The books name refers to an essay on George Washington (Genuine Article) where the insight is that his greatest skill is an uncanny ability to perform all tasks in such a way to establish his legacy. He was not a great military man nor political; neither was he amazing intellectual nor writer but he was a man possessing all of the foremention as solid skills but his timing to employ those skills to maximum legacy effect was extraordinary.
This is easily a four star plus book. Not for the light reader in history but excellent for the Reader who loves history and craves deeper insight.
I found the witches section, Benjamin Franklin and George Washington the most interesting. I only got through this book by having to re-read 50% of the sentences due to the verbiage. This book is mostly analyzing the way history has been documented through subjective and objective historians with extremely very little documented personal accountings and will make assumptions where facts are missing to make some sense from events. Retrieving history is complex and sometimes even historians trying their best to provide an accurate accounting of the past can show different perceptions of the same story.
The book is a collection of his reviews in The New York Review of Books, which is one of its strong points. The essays are fairly short, generally around ten pages, and are focused on one or more works by other historians. He summarizes the book or books and then gives his own assessment.
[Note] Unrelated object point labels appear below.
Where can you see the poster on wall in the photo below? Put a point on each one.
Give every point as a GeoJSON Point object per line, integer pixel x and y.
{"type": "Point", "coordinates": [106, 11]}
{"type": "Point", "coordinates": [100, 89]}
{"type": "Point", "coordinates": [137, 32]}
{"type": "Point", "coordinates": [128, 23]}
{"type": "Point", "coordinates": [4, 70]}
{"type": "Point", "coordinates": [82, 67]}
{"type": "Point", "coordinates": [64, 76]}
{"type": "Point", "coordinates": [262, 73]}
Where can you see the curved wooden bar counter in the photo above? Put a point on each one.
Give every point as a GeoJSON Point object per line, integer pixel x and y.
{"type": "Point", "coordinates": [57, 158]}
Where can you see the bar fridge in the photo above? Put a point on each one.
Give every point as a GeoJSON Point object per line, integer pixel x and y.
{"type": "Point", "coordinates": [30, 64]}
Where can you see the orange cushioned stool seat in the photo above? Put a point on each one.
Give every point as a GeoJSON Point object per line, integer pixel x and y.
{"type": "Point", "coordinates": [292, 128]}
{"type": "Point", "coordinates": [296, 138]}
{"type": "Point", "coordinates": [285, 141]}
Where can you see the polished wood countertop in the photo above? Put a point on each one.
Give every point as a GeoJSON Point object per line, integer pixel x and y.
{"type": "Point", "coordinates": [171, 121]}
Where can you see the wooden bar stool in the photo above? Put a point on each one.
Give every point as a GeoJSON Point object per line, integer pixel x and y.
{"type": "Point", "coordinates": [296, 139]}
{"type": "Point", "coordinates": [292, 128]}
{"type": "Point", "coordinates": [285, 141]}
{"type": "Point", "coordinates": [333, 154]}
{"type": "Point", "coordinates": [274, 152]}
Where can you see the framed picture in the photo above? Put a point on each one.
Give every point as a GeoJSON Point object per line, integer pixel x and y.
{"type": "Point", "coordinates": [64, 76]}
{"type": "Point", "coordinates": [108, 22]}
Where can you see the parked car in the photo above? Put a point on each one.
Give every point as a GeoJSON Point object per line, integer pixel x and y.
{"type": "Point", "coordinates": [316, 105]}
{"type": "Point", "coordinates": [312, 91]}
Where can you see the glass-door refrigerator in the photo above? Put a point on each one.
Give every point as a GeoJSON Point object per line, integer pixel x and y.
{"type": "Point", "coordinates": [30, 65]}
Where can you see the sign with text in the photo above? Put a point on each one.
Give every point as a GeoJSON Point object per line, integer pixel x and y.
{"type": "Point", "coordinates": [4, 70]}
Morgan is a deep thinker and a clear writer. I found myself thinking very differently about the early history of America by the time I was done. Who know that Benjamin Franklin, who preached about hard work and thrift, retired at 42 and lived on his savings the remaining 40 years of his life?
The author, Edmund Morgan, obviously knows his history. And is as expert an historian I've read when it comes to knowing previous historical works and what they covered. So in that sense, this book is more for historians than the layman. It also repeatedly professes his admiration of one of Morgan's former professors and comrades, Perry Miller, who I am not familiar with. Some good information and essays abound, but most of it is above my area of knowledge.
This book collects reviews published in the New York Review over twenty or thirty years. Morgan is an excellent book reviewer. He places the book in a larger background--both the historical period covered and the academic trends that affect it. He finds something new or interesting or novel in every book, even those he doesn't ultimately like much.
Ended up being a great book. I sort of skipped around and read the chapters that sounded most interesting as it was a collection of essays. Morgan is sort of the authority on the American Revolution, so it was interesting to hear his take. A good refresher on Early America, specifically John Winthrop, Salem Witch Trials, Puritans, Ben Franklin, Madison & Jefferson, and Washington.
Ultimately a charming compendium of reviews written by Morgan, one of the most important early American historians of the 20th century. Morgan has always had a knack for distilling complex ideas in rather straightforward language and the same holds true in his reviews for the New York Review of Books.
Although it is strange to read historians reviewing other history books or essays, I found it interesting how the author would critique others' works. It certainly made me realize that history is somewhat subjective and makes me wonder how much historical knowledge that we hold as truth is based upon the "coloring" of the particular author.
Its pretty hard to go wrong with a book that compiles NYRB articles on pre-revolutionary America. That said, I find that some of Morgan's reviews provide less background information and/or analysis of the subject matter than the strongest of NYRB efforts.